O homeschooling é uma anormalidade política e pedagógica. É contrário a tudo o que se pesquisa na área de educação contemporânea de alto nível. Considerando, entre outros dados, que, principalmente na primeira infância, a maioria dos casos de abuso e negligência provêm da família, a escola tem um papel importante. Quer dizer, todos os dias a criança vai encontrar profissionais com formação, que vão avaliar se ela está bem cuidada, bem alimentada, se ela tem hematomas. A escola tem um papel social de proteção da criança que nenhuma outra instituição faz. O Conselho Tutelar não consegue dar conta de observar as condições de saúde e psicológicas de todas as crianças de um município. Quem faz isso é a escola, é o professor que está em sala de aula e observa se há um aluno vindo sem uma roupa adequada para o frio em pleno inverno ou se está com fome. Isso é insubstituível. E o meu medo com o homeschooling é abandonarmos uma padronização de ensino e de cuidado com a criança e ficarmos dependentes de pessoas sem formação para isso. Outro ponto é que um aluno do Ensino Médio, que tem 12 disciplinas, vai ter contato na escola com 12 professores diferentes, formados em diferentes áreas, às vezes com pós-graduação ou mais. Por mais que um pai ou uma mãe tenha uma grande formação em uma área específica, jamais vai substituir 12 profissionais. E também na parte social: é natural do ser humano e parte importante do crescimento ter amigos, conviver com pessoas da sua idade, se engajar politicamente no Grêmio Estudantil, conhecer pessoas, viver socialmente. O homeschooling tira da criança o seu primeiro espaço de socialização, que é a escola.
- E como é lidar com a estigmatização, infelizmente difundida por alguns setores da sociedade, de que a escola é um ambiente de doutrinação ideológica?
Essa radicalização, no meu entender, vem de cima para baixo. Não é um movimento orgânico da população. Isso é disseminado por esses novos meios de comunicação e, como não há regulamentação, alguns grupos com dinheiro e com determinado projeto político se aproveitam desse excesso de liberdade para popularizar informações equivocadas. Em nenhum momento, isso se revelou como um movimento orgânico que vinha dos pais. Quando alguns pais apareciam na escola para fazer ponderações, se utilizavam de dados tirados da internet, de uma mensagem do WhatsApp ou de uma postagem do Facebook. Mas nunca tivemos um caso de um pai que pôde reclamar de algo real que o seu filho experienciou. Há alguns anos, tivemos aquela fake news do kit gay. Era algo que nunca chegou em escola alguma, foi algo trazido da internet e alguns pais que levaram a sério não encontraram materialidade alguma. É uma coisa produzida e que encontramos vozes que reproduzem, mas que no dia a dia não se sustenta.

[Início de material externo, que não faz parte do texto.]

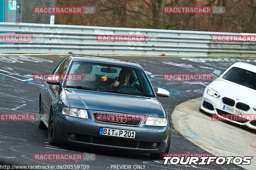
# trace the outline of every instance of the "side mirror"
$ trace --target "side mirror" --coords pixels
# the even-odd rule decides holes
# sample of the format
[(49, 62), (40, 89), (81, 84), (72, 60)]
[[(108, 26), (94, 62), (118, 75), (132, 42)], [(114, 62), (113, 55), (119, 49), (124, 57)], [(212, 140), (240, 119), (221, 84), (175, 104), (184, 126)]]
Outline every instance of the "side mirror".
[(156, 93), (156, 96), (168, 97), (170, 96), (170, 93), (168, 90), (162, 88), (158, 88), (157, 92)]
[(59, 76), (50, 76), (47, 78), (46, 83), (50, 84), (61, 86), (61, 82), (59, 81)]
[(212, 73), (217, 76), (220, 77), (220, 73), (221, 72), (221, 71), (220, 70), (215, 70), (213, 71)]

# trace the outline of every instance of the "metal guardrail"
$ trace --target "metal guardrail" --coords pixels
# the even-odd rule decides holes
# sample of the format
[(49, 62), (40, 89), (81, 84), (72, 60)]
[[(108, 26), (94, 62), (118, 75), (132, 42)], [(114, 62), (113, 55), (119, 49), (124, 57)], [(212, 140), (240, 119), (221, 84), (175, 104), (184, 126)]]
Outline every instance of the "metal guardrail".
[[(238, 33), (6, 22), (0, 22), (0, 32), (44, 37), (41, 42), (2, 43), (0, 44), (2, 53), (71, 52), (101, 55), (256, 56), (255, 43), (215, 43), (211, 40), (212, 35), (241, 35)], [(142, 34), (156, 36), (158, 39), (144, 42), (97, 41), (96, 36), (102, 34)]]

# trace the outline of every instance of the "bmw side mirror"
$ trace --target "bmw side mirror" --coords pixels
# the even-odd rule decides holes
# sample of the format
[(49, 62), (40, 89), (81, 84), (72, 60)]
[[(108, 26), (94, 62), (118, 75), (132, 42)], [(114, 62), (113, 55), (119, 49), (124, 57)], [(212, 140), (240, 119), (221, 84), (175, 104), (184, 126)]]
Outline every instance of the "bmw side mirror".
[(156, 96), (158, 97), (168, 97), (170, 96), (170, 93), (168, 90), (162, 88), (158, 88), (157, 92), (156, 94)]
[(47, 78), (46, 82), (50, 84), (60, 86), (61, 85), (61, 82), (59, 81), (59, 76), (51, 76)]
[(212, 73), (218, 77), (220, 77), (220, 73), (221, 72), (221, 71), (220, 70), (215, 70), (213, 71)]

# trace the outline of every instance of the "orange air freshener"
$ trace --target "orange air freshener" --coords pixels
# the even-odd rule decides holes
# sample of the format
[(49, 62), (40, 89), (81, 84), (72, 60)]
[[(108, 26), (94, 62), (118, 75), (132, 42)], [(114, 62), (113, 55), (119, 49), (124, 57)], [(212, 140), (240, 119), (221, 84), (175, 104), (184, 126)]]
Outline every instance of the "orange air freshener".
[(107, 80), (107, 74), (105, 75), (105, 76), (103, 76), (103, 77), (101, 77), (101, 81), (105, 81), (106, 80)]

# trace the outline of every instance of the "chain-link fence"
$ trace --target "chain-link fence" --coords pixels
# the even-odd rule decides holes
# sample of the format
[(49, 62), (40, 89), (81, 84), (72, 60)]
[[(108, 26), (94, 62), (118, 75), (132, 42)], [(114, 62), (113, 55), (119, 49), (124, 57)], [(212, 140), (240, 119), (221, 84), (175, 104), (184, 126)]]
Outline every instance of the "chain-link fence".
[(36, 14), (33, 12), (35, 7), (55, 6), (55, 0), (17, 0), (21, 8), (18, 8), (21, 17), (17, 22), (23, 23), (49, 24), (50, 17), (54, 14)]

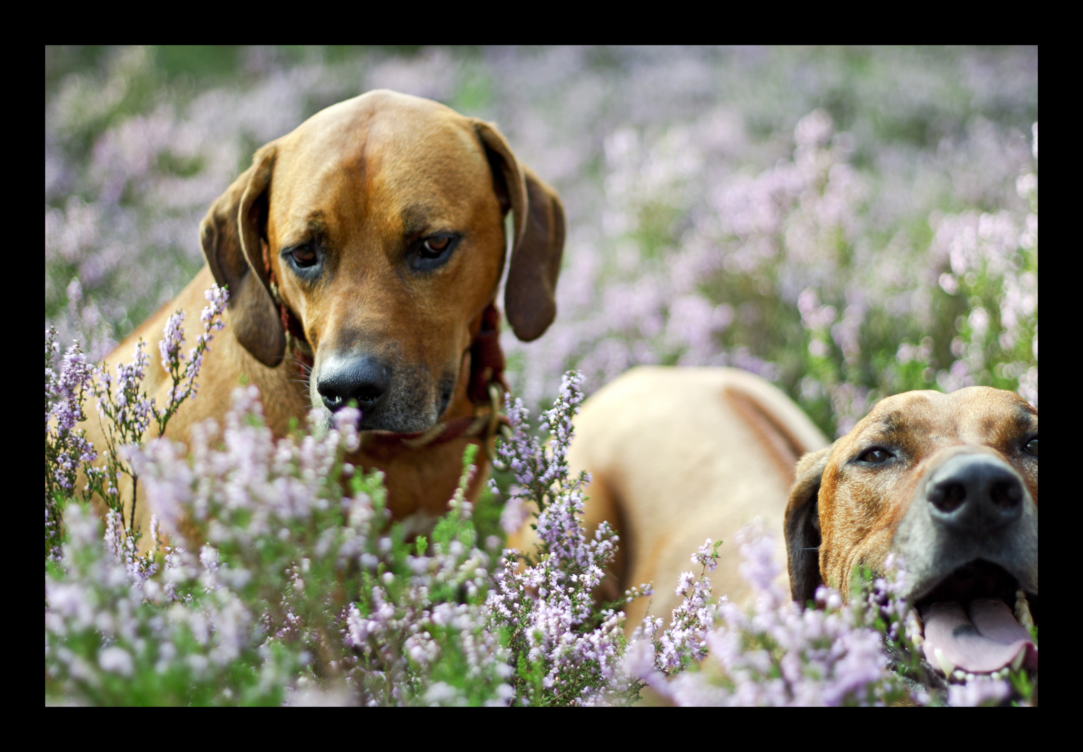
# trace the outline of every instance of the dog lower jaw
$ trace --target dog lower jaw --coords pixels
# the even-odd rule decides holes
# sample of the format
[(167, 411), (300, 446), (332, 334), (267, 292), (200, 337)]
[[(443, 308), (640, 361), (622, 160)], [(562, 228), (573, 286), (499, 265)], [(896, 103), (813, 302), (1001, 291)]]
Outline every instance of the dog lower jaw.
[(911, 620), (919, 626), (914, 630), (915, 645), (949, 680), (1038, 669), (1038, 646), (1030, 632), (1034, 618), (1022, 588), (1015, 590), (1014, 598), (935, 593), (917, 602), (908, 615)]

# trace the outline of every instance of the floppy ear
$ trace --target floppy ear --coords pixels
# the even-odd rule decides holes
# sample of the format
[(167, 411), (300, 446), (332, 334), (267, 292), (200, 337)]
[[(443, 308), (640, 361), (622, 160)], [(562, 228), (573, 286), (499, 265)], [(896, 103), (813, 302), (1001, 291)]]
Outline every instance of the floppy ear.
[(815, 597), (823, 584), (820, 577), (820, 478), (827, 466), (831, 447), (808, 452), (797, 462), (783, 529), (786, 533), (786, 558), (790, 566), (790, 594), (805, 605)]
[(510, 205), (514, 239), (504, 290), (511, 328), (523, 342), (545, 333), (557, 316), (557, 277), (564, 250), (564, 208), (557, 192), (520, 163), (504, 136), (474, 121), (493, 171), (501, 207)]
[(271, 299), (261, 238), (266, 236), (268, 197), (275, 147), (268, 144), (233, 182), (199, 225), (214, 281), (230, 286), (229, 321), (237, 341), (257, 360), (274, 368), (286, 352), (286, 334)]

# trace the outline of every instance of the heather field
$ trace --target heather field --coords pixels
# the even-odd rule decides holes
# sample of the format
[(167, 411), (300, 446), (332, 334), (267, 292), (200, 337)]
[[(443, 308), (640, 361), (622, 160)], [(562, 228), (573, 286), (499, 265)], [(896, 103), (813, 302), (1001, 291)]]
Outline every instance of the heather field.
[[(175, 405), (140, 401), (139, 362), (109, 364), (122, 405), (93, 368), (203, 265), (199, 220), (256, 148), (375, 88), (495, 122), (566, 211), (556, 322), (501, 340), (520, 400), (509, 470), (416, 541), (378, 479), (336, 480), (352, 472), (348, 410), (276, 443), (238, 391), (192, 464), (148, 441)], [(209, 294), (199, 347), (223, 305)], [(629, 643), (619, 604), (590, 596), (619, 543), (574, 532), (562, 459), (578, 401), (639, 364), (751, 370), (828, 436), (913, 388), (984, 384), (1036, 407), (1034, 48), (47, 49), (45, 327), (47, 702), (1036, 697), (1026, 670), (930, 674), (900, 580), (796, 610), (772, 590), (773, 531), (725, 543), (742, 546), (755, 615), (709, 592), (707, 541), (681, 582), (653, 583), (684, 594), (673, 624)], [(196, 344), (147, 343), (175, 368), (177, 404), (198, 399), (183, 388)], [(130, 448), (91, 483), (138, 475), (164, 517), (200, 510), (211, 544), (141, 557), (118, 515), (69, 500), (89, 458), (71, 426), (100, 403)], [(509, 499), (545, 510), (518, 569)]]

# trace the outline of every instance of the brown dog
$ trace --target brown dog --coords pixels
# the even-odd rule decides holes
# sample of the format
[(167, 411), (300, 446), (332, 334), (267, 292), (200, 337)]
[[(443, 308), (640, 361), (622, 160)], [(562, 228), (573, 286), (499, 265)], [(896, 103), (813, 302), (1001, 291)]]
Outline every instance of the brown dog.
[[(794, 464), (826, 444), (782, 392), (731, 368), (634, 368), (584, 401), (569, 465), (592, 476), (588, 532), (608, 519), (621, 537), (600, 596), (654, 583), (653, 596), (625, 607), (626, 631), (648, 608), (669, 622), (681, 601), (678, 578), (700, 575), (691, 556), (707, 538), (725, 541), (710, 576), (715, 595), (743, 599), (748, 585), (733, 535), (755, 517), (781, 530)], [(527, 550), (534, 539), (524, 526), (508, 544)], [(784, 555), (780, 537), (778, 560)]]
[(822, 582), (845, 598), (859, 565), (882, 572), (893, 552), (930, 662), (944, 673), (1036, 665), (1017, 619), (1028, 623), (1038, 601), (1038, 411), (1018, 395), (971, 386), (882, 400), (801, 459), (785, 533), (795, 601)]
[[(203, 221), (207, 265), (107, 361), (130, 360), (139, 338), (154, 352), (178, 307), (191, 344), (204, 290), (229, 285), (198, 396), (167, 435), (187, 441), (195, 423), (224, 414), (243, 381), (259, 387), (279, 436), (312, 408), (329, 424), (354, 400), (363, 434), (351, 461), (386, 473), (397, 518), (442, 514), (467, 444), (495, 431), (504, 361), (494, 302), (509, 210), (505, 306), (529, 341), (556, 314), (564, 215), (553, 190), (493, 126), (444, 105), (390, 91), (339, 103), (256, 153)], [(156, 357), (147, 370), (161, 406), (168, 374)], [(99, 419), (87, 428), (101, 450)], [(479, 462), (471, 491), (484, 481), (484, 452)], [(148, 529), (151, 512), (136, 505), (136, 528)]]

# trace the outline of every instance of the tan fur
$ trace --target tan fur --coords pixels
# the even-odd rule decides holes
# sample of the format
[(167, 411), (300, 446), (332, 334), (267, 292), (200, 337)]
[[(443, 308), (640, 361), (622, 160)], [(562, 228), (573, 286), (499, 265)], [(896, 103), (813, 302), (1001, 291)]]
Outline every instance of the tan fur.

- Já perguntei qual a característica de um bom professor. E de um bom gestor escolar?
Um bom gestor de escola pública tem que ter muita coragem de defender sua comunidade e seus alunos. É muito comum ficarmos presos a conversas e debates que beneficiam agentes políticos ou institucionais e não pensarmos na importância dos alunos. Durante a pandemia, quem mais sofreu foram os estudantes. Quem mais sofre com a falta de um prédio aqui na escola são os estudantes. O diretor tem que ter esse comprometimento e ter coragem de continuar lutando, mesmo enfrentando às vezes até a falta de interesse de investir na escola.
- Como o senhor gostaria de ser lembrado enquanto professor?
Como alguém que conseguiu se preocupar com os alunos. Como um professor que, quando via um aluno com problemas e precisando de ajuda, não ignorava esse aluno. Pensamos muito no professor inspirador, mas não sei se necessariamente um professor precisa inspirar um aluno. A inspiração vem de todos os lados. Às vezes os pais inspiram, às vezes uma celebridade inspira. Mas a questão é o cuidado. O professor precisa cuidar dos alunos, ver se estão bem, se precisam de algo e se prontificar para ajudar. Se eu quiser ser lembrado por alguém, eu gostaria de ser lembrado como alguém que cuidou dos seus alunos.